Complicada situación en Buenos Aires

El Centro de Acopiadores de Cereales y las cooperativas agrícolas de Tres Arroyos acaban de informar públicamente sobre la dramática situación que atraviesan algunos actores de la cadena de comercialización de granos en esa zona, en especial la actividad acopiadora, ante las consecuencias del mal clima que se viene sucediendo en la zona desde el mes de abril.

El exceso de lluvias continúa generando retrasos en la cosecha de maíz y soja y el deterioro de caminos rurales. La consecuente falta de disponibilidad de granos está impactando en el cumplimiento de los compromisos contractuales de entrega de la mercadería a exportadores por parte de las cooperativas y los acopiadores.

“Estas razones de fuerza mayor exceden la propia voluntad de cumplir y honrar los compromisos asumidos. En este caso puntual el sector se ha visto sobrepasado por lo imprevisible e inevitable de dicha realidad”, expresan desde las empresas acopiadoras.

“A efectos de completar los cupos de maíz, algunos exportadores están recomprando la mercadería a precios exorbitantes, superiores a los valores de mercado, “castigando” de este modo a cooperativas y acopiadores por las demoras derivadas de razones fortuitas y ajenas a su accionar, por lo cual este impacto económico negativo obviamente también afectará a los productores, originando una catástrofe económica y jurídica preocupante. Las exigencias de algunos exportadores con su accionar abusivo y desmedido demuestra incomprensión ante un problema acuciante, provocando un perjuicio económico muy grave a estos sectores más débiles de la ecuación comercial”, detallan desde el Centro de Acopiadores de Cereales y las Cooperativas agrícolas de Tres Arroyos.

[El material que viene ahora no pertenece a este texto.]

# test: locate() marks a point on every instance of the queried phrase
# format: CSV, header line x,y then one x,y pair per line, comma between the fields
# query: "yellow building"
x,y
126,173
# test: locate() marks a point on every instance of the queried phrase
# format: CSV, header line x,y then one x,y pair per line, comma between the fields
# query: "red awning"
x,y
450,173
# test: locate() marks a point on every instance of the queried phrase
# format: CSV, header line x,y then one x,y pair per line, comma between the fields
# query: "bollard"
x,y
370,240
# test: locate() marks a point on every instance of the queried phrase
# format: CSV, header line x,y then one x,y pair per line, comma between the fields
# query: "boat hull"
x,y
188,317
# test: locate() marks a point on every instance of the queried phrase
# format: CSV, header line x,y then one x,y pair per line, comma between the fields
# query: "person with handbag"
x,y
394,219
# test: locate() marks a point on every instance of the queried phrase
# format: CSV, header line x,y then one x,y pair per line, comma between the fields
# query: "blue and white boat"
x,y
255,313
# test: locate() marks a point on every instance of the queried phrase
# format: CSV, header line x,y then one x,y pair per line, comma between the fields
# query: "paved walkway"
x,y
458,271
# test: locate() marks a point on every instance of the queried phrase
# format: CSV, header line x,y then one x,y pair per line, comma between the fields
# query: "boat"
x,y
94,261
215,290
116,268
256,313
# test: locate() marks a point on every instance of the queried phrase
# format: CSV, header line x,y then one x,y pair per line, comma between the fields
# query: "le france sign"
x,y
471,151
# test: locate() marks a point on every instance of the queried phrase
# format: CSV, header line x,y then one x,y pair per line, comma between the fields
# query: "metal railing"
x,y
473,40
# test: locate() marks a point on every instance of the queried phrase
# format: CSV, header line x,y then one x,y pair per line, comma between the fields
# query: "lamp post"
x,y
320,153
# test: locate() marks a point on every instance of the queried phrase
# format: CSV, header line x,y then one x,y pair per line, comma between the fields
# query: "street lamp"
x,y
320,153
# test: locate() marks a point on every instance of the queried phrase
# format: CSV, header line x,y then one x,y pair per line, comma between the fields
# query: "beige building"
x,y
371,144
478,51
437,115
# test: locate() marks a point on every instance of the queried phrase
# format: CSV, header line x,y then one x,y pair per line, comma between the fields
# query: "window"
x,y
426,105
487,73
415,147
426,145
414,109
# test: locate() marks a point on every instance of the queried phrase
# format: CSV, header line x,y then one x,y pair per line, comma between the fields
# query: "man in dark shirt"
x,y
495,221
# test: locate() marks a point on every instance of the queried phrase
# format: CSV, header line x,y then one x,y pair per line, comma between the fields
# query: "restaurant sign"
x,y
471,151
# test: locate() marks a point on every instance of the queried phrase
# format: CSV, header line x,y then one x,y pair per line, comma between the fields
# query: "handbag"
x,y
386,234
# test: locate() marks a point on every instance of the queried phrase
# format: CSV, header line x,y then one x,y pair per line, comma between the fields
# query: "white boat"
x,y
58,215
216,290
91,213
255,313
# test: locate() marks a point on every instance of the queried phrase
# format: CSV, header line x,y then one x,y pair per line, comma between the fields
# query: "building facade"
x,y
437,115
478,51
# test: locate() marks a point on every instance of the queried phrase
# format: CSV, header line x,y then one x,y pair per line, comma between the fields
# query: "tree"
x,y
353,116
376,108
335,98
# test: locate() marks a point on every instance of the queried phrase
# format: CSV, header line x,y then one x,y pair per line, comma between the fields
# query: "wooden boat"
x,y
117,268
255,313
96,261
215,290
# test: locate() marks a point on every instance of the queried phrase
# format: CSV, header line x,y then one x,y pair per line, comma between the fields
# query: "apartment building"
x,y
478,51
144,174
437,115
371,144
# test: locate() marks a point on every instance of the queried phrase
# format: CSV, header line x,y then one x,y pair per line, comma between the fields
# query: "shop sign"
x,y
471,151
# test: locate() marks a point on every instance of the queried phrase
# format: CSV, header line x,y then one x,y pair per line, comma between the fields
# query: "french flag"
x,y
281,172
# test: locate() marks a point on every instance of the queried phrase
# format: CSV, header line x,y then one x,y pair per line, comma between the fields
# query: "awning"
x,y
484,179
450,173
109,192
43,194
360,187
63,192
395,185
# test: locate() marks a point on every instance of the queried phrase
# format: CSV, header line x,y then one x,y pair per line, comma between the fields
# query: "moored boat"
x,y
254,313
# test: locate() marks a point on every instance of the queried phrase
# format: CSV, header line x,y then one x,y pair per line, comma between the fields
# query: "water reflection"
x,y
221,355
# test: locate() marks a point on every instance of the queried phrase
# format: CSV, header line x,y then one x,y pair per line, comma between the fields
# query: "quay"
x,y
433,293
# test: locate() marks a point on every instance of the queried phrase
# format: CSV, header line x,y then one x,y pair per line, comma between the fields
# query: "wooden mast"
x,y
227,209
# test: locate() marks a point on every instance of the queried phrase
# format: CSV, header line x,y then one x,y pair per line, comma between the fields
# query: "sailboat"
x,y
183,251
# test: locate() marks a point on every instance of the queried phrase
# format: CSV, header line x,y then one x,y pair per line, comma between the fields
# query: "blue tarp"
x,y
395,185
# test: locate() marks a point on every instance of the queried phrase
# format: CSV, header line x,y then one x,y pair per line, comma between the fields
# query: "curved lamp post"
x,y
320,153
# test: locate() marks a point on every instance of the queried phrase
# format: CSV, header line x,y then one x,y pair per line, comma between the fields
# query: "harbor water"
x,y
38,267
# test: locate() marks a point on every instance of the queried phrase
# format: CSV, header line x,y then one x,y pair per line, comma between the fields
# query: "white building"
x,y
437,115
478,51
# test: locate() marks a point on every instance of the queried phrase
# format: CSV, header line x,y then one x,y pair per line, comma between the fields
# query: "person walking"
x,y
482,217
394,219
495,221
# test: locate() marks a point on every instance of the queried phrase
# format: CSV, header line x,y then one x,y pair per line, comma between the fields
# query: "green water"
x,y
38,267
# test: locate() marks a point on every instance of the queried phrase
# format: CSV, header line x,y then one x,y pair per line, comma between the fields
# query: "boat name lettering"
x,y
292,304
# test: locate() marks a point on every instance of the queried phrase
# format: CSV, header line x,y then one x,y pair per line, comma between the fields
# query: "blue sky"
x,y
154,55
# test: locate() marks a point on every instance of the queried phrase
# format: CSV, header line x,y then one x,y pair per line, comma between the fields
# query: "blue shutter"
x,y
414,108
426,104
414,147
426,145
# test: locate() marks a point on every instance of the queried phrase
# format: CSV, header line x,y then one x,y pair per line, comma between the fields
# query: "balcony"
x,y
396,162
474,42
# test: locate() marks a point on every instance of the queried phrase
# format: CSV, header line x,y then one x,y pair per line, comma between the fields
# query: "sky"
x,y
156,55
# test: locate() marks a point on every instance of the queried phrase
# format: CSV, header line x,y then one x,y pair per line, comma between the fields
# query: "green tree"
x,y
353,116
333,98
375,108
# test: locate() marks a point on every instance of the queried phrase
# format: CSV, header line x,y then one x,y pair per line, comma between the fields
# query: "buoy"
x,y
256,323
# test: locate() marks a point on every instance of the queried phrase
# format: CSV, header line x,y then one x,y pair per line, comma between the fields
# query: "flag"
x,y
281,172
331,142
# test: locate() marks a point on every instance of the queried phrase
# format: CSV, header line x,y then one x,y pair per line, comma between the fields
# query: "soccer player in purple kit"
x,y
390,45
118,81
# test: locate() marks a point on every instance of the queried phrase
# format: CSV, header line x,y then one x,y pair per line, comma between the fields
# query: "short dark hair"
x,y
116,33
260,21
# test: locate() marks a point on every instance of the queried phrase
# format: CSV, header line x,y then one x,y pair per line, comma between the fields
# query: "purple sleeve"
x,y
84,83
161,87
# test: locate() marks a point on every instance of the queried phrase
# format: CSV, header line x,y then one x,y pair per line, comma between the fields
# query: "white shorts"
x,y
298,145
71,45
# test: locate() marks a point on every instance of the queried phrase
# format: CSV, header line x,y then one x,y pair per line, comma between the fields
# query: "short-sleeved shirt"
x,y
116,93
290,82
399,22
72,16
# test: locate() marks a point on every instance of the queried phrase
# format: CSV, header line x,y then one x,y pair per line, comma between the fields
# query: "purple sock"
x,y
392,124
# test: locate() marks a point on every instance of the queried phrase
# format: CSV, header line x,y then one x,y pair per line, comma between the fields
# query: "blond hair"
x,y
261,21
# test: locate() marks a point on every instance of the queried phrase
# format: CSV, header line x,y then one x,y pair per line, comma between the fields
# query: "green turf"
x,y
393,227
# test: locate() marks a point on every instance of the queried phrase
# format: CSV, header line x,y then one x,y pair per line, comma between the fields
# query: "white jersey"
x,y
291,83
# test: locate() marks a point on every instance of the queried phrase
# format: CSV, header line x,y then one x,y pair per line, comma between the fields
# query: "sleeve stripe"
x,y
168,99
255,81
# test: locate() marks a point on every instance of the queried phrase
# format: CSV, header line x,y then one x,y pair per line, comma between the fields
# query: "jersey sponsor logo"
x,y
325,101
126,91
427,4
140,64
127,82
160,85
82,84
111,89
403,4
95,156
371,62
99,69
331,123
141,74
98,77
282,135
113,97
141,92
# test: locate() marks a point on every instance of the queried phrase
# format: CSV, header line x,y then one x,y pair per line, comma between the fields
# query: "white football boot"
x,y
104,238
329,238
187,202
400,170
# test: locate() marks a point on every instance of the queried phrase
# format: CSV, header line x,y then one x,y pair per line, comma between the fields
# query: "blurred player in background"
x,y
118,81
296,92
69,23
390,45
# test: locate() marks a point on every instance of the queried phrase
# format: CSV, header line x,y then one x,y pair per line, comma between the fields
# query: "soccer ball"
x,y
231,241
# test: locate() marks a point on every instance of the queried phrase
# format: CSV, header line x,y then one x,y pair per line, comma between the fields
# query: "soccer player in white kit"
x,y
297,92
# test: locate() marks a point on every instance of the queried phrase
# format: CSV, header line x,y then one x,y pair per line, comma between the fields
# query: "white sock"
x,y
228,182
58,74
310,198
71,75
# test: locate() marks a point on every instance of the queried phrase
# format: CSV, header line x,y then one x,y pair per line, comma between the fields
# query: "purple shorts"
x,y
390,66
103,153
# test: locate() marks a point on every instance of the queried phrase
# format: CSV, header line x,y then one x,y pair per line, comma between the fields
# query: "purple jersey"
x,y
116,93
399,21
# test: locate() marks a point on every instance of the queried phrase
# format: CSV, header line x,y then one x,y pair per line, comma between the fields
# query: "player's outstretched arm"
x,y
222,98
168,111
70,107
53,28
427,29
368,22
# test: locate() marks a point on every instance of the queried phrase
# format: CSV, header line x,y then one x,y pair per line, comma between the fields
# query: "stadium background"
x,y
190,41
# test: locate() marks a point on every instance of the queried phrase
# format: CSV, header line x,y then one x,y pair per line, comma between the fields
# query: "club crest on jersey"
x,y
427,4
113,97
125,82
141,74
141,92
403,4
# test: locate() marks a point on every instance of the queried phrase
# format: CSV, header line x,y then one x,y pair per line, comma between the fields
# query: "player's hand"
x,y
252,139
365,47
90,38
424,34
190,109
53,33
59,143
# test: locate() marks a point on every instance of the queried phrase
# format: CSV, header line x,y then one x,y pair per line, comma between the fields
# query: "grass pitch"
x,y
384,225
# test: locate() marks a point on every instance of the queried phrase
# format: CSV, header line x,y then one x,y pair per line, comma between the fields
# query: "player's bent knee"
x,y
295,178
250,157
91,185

Las entidades arriba mencionadas informan que están “abocadas a destrabar y solucionar este complicado conflicto en los ámbitos privados y oficiales correspondientes” y alertan a la población sobre las implicancias que el inconveniente tiene para toda la región.

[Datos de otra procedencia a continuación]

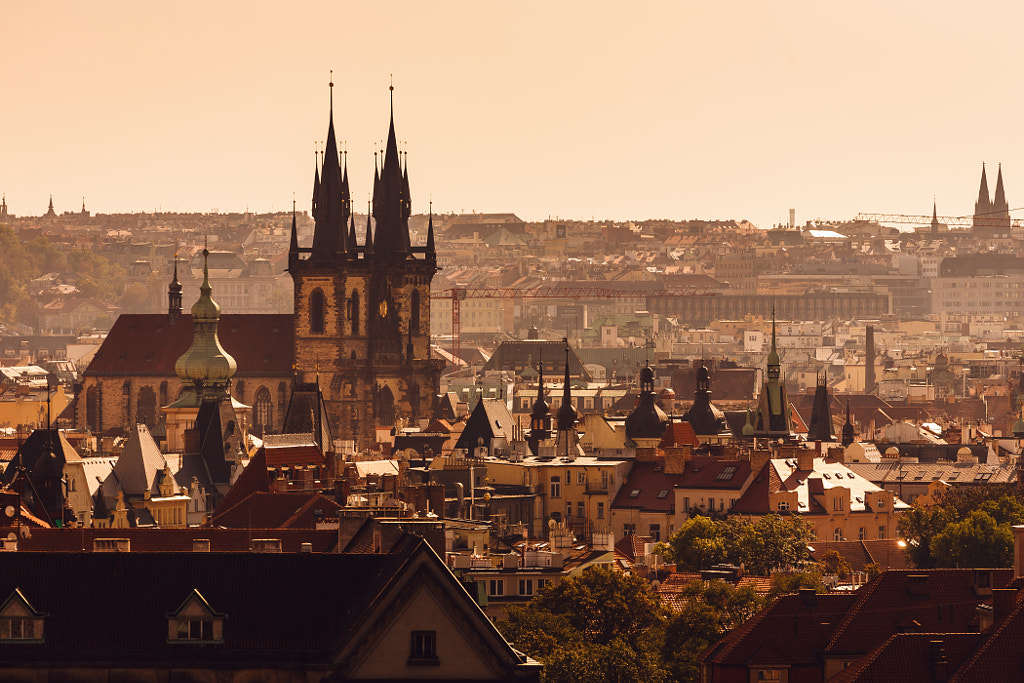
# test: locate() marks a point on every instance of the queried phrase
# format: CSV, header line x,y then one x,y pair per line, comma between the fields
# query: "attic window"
x,y
19,622
195,622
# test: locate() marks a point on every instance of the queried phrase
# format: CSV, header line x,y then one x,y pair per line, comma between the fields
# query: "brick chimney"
x,y
676,459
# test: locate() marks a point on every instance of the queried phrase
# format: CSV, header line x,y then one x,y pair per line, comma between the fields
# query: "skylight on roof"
x,y
726,473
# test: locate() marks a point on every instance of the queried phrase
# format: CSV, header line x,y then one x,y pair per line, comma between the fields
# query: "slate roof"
x,y
276,510
288,608
147,344
791,631
177,540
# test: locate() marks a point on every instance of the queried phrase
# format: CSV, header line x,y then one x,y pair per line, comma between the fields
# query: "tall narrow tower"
x,y
363,311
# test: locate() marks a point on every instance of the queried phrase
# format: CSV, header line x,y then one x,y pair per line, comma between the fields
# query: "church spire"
x,y
391,204
174,294
293,247
431,251
848,427
330,238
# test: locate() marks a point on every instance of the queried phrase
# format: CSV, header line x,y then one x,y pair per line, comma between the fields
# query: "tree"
x,y
697,544
924,524
979,541
769,543
605,605
834,563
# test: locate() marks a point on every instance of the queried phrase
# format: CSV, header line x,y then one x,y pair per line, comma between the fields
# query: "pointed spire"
x,y
566,414
983,204
999,204
315,180
293,247
391,204
431,251
369,245
330,237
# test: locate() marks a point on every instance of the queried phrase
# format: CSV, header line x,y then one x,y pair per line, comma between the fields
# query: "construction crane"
x,y
910,219
548,291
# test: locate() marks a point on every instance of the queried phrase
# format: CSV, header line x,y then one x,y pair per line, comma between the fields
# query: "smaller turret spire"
x,y
430,232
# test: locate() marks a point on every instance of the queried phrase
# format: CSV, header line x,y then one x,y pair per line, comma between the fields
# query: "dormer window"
x,y
195,622
19,622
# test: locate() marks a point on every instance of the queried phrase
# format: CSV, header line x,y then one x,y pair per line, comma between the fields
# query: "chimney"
x,y
869,358
940,664
676,458
805,460
916,585
1004,601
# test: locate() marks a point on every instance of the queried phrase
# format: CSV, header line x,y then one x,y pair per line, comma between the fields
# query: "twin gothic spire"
x,y
391,207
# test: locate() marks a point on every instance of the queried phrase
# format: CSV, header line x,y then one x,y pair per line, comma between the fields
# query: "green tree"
x,y
605,605
834,563
979,541
697,544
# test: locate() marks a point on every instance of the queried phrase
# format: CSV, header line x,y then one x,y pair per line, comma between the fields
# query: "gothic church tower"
x,y
363,311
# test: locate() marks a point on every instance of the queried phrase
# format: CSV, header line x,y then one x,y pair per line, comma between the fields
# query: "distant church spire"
x,y
174,294
391,205
330,237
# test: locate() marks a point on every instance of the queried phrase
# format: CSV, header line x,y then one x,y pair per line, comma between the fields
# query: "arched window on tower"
x,y
93,409
316,312
262,412
355,311
145,410
414,315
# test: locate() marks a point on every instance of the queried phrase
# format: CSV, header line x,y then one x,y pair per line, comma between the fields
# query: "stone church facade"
x,y
360,327
363,309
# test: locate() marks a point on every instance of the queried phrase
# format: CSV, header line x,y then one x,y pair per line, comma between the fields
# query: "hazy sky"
x,y
674,110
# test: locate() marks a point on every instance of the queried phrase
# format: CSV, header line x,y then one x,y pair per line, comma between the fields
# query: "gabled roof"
x,y
276,510
887,604
791,631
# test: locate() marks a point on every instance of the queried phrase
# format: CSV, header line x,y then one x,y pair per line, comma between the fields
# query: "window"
x,y
196,622
196,629
316,312
423,647
726,473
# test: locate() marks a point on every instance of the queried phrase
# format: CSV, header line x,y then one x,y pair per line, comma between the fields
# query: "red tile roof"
x,y
284,510
147,344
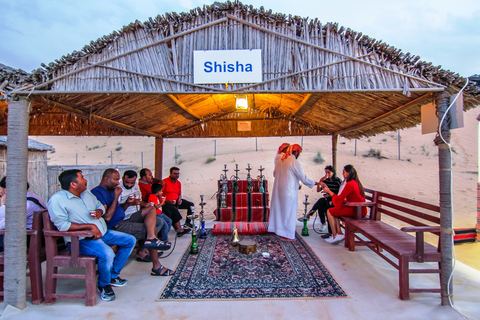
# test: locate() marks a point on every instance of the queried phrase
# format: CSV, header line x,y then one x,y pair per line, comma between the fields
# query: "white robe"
x,y
284,203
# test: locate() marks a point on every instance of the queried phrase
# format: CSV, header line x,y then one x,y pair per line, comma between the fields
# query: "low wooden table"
x,y
247,246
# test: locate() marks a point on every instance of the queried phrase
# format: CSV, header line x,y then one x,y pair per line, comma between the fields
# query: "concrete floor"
x,y
370,282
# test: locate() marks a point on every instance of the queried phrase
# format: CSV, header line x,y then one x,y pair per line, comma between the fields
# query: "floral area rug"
x,y
219,271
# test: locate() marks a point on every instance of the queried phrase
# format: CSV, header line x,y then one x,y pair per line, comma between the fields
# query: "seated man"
x,y
172,190
130,200
142,224
145,185
75,208
33,204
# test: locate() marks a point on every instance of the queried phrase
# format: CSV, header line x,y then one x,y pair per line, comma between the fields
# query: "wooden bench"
x,y
418,217
67,258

En tanto, desde la Federación de Acopiadores sostienen que “es una tradición muy valorada del comercio granario atender circunstancias especiales y, en consecuencia, otorgar las prórrogas y contemplaciones del caso, lo que refuerza el vínculo entre compradores y vendedores para pasar a convertirse en una estrecha relación entre clientes que persiguen iguales objetivos”.

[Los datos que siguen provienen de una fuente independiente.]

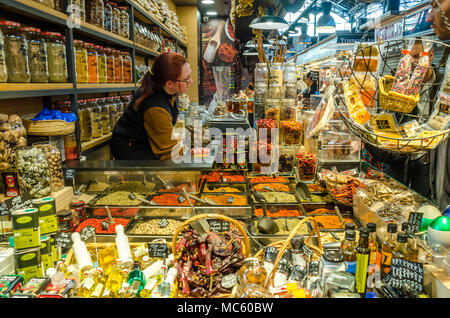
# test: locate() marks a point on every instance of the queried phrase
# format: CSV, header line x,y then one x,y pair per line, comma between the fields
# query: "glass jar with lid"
x,y
16,52
97,125
92,63
276,73
81,61
288,109
108,16
127,65
85,120
95,13
118,67
115,21
124,22
105,115
290,73
37,55
102,72
261,73
56,52
110,72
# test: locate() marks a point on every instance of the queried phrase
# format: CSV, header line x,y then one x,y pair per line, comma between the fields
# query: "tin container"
x,y
25,223
28,263
48,222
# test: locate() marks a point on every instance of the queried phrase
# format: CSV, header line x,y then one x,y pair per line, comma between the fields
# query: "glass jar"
x,y
81,62
34,171
115,21
118,67
108,16
276,73
95,13
127,75
274,91
261,73
97,125
16,52
102,72
291,132
37,55
110,72
124,22
54,159
290,73
92,63
289,91
288,110
85,120
56,52
3,70
105,115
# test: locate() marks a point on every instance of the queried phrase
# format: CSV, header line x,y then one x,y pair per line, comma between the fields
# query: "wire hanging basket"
x,y
385,100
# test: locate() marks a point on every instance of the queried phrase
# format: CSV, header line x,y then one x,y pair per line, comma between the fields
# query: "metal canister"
x,y
25,224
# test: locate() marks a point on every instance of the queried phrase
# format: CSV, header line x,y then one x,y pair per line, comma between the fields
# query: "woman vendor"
x,y
144,131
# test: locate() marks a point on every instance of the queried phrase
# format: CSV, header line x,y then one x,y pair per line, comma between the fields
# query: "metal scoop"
x,y
301,189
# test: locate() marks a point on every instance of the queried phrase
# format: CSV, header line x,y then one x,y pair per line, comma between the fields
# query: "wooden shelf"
x,y
95,142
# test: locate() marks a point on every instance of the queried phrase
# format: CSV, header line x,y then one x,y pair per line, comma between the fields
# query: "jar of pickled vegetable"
x,y
95,13
124,22
127,75
56,52
97,125
92,63
37,55
110,72
105,116
85,121
81,61
102,76
16,52
3,71
108,16
118,66
116,19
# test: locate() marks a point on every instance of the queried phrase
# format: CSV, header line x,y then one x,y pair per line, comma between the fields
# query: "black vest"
x,y
129,130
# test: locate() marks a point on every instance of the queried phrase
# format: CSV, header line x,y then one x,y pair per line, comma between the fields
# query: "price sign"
x,y
87,232
414,220
157,250
219,226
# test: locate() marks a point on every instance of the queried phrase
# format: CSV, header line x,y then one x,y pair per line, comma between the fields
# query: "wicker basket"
x,y
392,100
283,245
245,241
54,127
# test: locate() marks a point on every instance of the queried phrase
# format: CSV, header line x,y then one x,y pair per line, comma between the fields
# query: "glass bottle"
x,y
108,16
387,247
81,62
110,72
56,52
16,52
92,63
102,76
362,260
37,55
124,22
136,279
118,67
348,250
127,66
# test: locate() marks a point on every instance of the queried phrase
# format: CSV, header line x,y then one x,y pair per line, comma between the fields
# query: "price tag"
x,y
219,226
414,220
157,250
163,223
87,232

“Desde esta Federación apelamos a la comprensión de la situación por parte de los exportadores, de forma tal de no romper con una tradición que apunta a solidificar los valores que fundan la relación entre operadores, por encima de la fría letra de las reglas del comercio”, sostienen desde la entidad que nuclea a las empresas acopiadoras del país. En tanto, recuerdan que las soluciones deberán ser comerciales y negociadas entre partes, procurando evitar situaciones extremas.